Alors, je vais rapidement résumé comment s'est déroulé la création de cette saga :
L'idée de cette saga est venue d'un synopsis de deux lignes.
En effet, le synopsis de base de la saga vient d'un
post de Zerk sur le forum que vous avez surement déjà vu.
Aspic a écrit un script débile sur ce même topic, et puis finalement, comme un "gros délire", il l'a ensuite adapté à l'audio.
Finalement, nous nous sommes dit "Tiens, pourquoi ne pas continuer l'aventure de ces deux personnages si nanardesques ?"
Paf, le deuxième épisode sort une poignée d'heures après (
faut bien aller manger aussi)..
Les liens sont donnés sur le channel #netophonix.
Et puis nous sommes partis ; Aspic écrit l'épisode 3, le monte et le sort. Puis à mon tour je m'occupe du 4.
Ainsi pendant la réalisation de cette saga, souvent deux épisodes étaient simultanément en travaux, l'un et l'autre monté par... l'un et l'autre.
Malgré le côté "absurde" de la saga, le scénario, plus ou moins crédible et recherché prend place (
avec la Fée), ainsi nous avons une ligne directrice.
La suite est tout de même inventée au fur et à mesure. D'ailleurs donner des contraintes à l'autre faisait parti du jeu.
A part pour le dernier épisode, chacun inventait la suite de l'histoire seul, l'autre devant ensuite "deviner" une suite à partir de là.

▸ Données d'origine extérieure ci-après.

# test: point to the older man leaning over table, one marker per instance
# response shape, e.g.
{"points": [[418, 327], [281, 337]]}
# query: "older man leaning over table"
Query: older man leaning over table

Pour finir, le 10ème et dernier épisode de la saison 1 a donc été créé en deux parties. Je me suis occupé de la première (
jusqu'à la traversée du portail) puis Aspic a monté le combat final en utilisant d'ailleurs une musique inédite.
Les épisodes étaient téléchargeables au fur et à mesure sur le channel #netophonix.
Pour répondre à d'éventuelles questions, à part Aspic, Papy_Al et moi, tous les autres participants jouent dans cette saga soit grâce à des samples, soit grâce à d'autres rushs qui n'avaient pour le moment pas encore été utilisés (
comme POC et Kak (épisode 4
)). Bien sûr, tous ces participants n'étaient pas au courant avant d'entendre le résultat.
Nous espérons donc que cette saga mp3 absurdo-nanardesque vous plaira autant que sa création nous a plus.